Martine Pinville,
Secrétariat d'État, auprès du ministère de l'économie et des finances, chargé du commerce, de l'artisanat, de la consommation et de l'économie sociale et solidaire •
6 déc. 2016Le principe d'une tarification par pas de quinze minutes pour les parcs de stationnement a été instauré par la loi relative à la consommation du 17 mars 2014 et se trouve codifié à l'article L. 224-68 du code de la consommation (nouvelle numérotation en vigueur à compter du 1er juillet 2016). Dans l'hypothèse où des opérateurs ne respecteraient pas la réglementation, les corps d'enquêtes de la direction générale de la concurrence, de la consommation, et de la répression des fraudes sont habilités à prendre des mesures correctives afin qu'ils se mettent en conformité. Toute appréciation de l'impact réel d'une éventuelle hausse des tarifs des parcs de stationnement dans le contexte d'une modification du pas de facturation nécessite une analyse approfondie. Il convient de prendre en compte les impacts opposés qu'ont, sur le coût réel, la majoration du tarif horaire, d'une part, et la réduction du pas de facturation, d'autre part. L'ampleur exacte de ces impacts est étroitement liée aux durées de stationnement. La définition d'une politique tarifaire adaptée dans ce secteur relève au premier chef de la compétence des collectivités locales délégantes. Les conditions financières des contrats dans le cadre desquels opèrent les gestionnaires de parkings sont négociées par ces collectivités, à l'occasion d'appels d'offres.

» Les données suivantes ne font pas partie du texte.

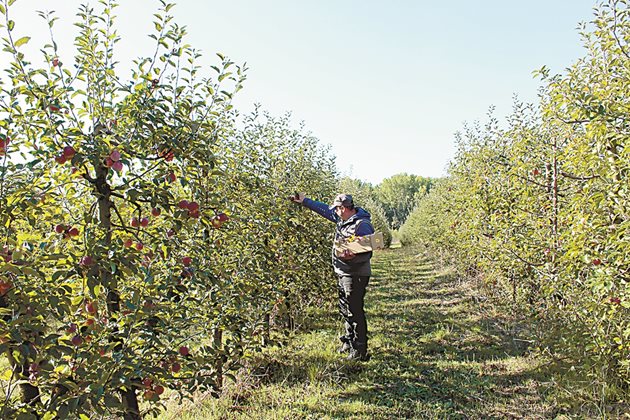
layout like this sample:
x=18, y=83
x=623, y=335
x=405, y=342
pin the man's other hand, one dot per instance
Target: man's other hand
x=298, y=197
x=347, y=255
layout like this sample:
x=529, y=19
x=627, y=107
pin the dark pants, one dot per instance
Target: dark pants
x=351, y=294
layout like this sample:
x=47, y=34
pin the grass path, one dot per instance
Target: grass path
x=435, y=354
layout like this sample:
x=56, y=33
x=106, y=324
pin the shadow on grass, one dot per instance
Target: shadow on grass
x=432, y=356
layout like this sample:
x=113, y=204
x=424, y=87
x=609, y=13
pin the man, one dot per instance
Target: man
x=353, y=270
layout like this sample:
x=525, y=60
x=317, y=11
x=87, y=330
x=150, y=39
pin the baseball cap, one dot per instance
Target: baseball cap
x=342, y=200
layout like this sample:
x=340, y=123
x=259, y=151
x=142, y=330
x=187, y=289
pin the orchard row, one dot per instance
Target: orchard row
x=539, y=210
x=147, y=246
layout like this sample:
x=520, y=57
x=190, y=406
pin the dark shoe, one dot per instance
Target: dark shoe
x=345, y=347
x=362, y=356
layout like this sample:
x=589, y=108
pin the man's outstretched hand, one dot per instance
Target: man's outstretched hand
x=298, y=197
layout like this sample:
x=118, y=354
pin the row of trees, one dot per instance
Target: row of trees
x=539, y=210
x=146, y=242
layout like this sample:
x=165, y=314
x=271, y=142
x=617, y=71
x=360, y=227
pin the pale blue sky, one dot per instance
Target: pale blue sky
x=385, y=83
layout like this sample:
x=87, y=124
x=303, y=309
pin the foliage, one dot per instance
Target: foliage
x=429, y=338
x=539, y=209
x=142, y=239
x=399, y=194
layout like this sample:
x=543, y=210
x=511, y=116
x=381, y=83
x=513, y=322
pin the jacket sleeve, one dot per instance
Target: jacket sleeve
x=320, y=208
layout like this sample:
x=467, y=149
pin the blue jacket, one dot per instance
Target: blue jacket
x=357, y=225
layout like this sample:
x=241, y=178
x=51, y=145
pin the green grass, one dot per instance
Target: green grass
x=435, y=354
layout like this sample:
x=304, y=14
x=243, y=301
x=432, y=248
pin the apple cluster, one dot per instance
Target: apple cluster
x=66, y=154
x=67, y=231
x=113, y=161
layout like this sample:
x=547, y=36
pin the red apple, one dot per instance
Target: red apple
x=69, y=152
x=90, y=308
x=5, y=286
x=86, y=261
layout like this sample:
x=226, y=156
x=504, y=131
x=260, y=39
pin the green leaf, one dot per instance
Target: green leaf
x=22, y=41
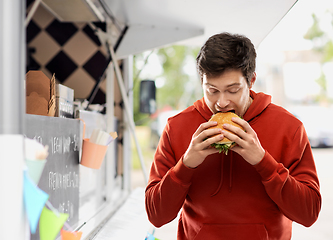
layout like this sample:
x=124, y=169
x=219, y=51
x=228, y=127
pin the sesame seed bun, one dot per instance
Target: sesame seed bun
x=222, y=118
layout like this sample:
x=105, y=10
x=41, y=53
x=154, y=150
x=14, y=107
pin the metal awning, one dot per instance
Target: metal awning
x=156, y=23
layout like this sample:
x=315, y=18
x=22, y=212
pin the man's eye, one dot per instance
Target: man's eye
x=234, y=90
x=212, y=90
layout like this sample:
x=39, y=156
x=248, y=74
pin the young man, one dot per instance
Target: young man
x=264, y=183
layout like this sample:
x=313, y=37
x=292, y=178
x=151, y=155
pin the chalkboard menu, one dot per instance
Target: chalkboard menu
x=60, y=177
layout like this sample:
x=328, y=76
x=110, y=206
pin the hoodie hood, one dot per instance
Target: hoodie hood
x=260, y=102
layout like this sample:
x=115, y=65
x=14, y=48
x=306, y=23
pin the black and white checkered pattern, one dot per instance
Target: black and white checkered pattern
x=70, y=50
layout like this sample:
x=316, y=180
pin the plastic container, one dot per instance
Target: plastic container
x=92, y=154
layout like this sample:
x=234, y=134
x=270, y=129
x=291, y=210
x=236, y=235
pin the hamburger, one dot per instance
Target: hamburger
x=221, y=118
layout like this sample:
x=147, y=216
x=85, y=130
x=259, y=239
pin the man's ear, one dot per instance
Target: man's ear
x=253, y=79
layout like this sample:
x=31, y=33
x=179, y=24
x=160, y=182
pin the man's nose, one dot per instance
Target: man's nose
x=223, y=102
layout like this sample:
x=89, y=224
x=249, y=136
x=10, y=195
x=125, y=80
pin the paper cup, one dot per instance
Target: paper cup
x=92, y=154
x=35, y=169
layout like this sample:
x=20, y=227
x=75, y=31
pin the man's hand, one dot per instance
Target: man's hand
x=199, y=147
x=248, y=144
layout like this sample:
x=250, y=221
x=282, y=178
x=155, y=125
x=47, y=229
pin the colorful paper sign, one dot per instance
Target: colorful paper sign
x=50, y=224
x=35, y=169
x=66, y=235
x=34, y=201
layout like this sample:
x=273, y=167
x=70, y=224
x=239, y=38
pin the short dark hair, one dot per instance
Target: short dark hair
x=225, y=51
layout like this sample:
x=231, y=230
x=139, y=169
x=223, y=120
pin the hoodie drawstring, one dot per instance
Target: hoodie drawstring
x=221, y=174
x=221, y=177
x=230, y=175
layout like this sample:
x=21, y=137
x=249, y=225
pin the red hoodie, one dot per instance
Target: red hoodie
x=227, y=198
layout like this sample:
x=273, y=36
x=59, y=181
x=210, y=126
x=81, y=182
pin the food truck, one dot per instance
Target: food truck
x=80, y=53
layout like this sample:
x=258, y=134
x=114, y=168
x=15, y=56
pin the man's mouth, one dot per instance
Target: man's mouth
x=231, y=110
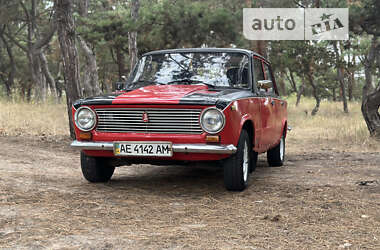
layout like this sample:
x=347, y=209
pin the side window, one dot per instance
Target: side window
x=268, y=76
x=258, y=70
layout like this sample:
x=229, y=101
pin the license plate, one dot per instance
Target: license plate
x=162, y=149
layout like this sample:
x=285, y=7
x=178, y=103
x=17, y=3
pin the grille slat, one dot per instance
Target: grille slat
x=182, y=121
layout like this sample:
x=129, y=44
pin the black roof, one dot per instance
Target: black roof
x=205, y=50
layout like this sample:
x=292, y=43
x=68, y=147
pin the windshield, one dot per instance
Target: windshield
x=210, y=68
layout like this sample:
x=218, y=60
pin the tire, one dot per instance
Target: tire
x=236, y=167
x=96, y=169
x=276, y=155
x=253, y=165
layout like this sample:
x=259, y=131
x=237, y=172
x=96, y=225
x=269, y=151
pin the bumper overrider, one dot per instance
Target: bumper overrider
x=177, y=148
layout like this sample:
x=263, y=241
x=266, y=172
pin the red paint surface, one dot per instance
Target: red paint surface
x=158, y=94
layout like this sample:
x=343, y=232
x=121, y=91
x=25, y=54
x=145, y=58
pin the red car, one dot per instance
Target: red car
x=186, y=105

Au plan national, une réflexion est engagée au sujet de la réglementation applicable à l'information des consommateurs sur les tarifs des parcs de stationnement, et les conditions d'utilisation de ces infrastructures. Une large concertation avec l'ensemble des acteurs, y compris les associations de consommateurs a été lancée. Cette concertation a pour objet de procéder à un état des lieux et d'identifier les moyens d'améliorer l'information des consommateurs dans une optique de protection économique.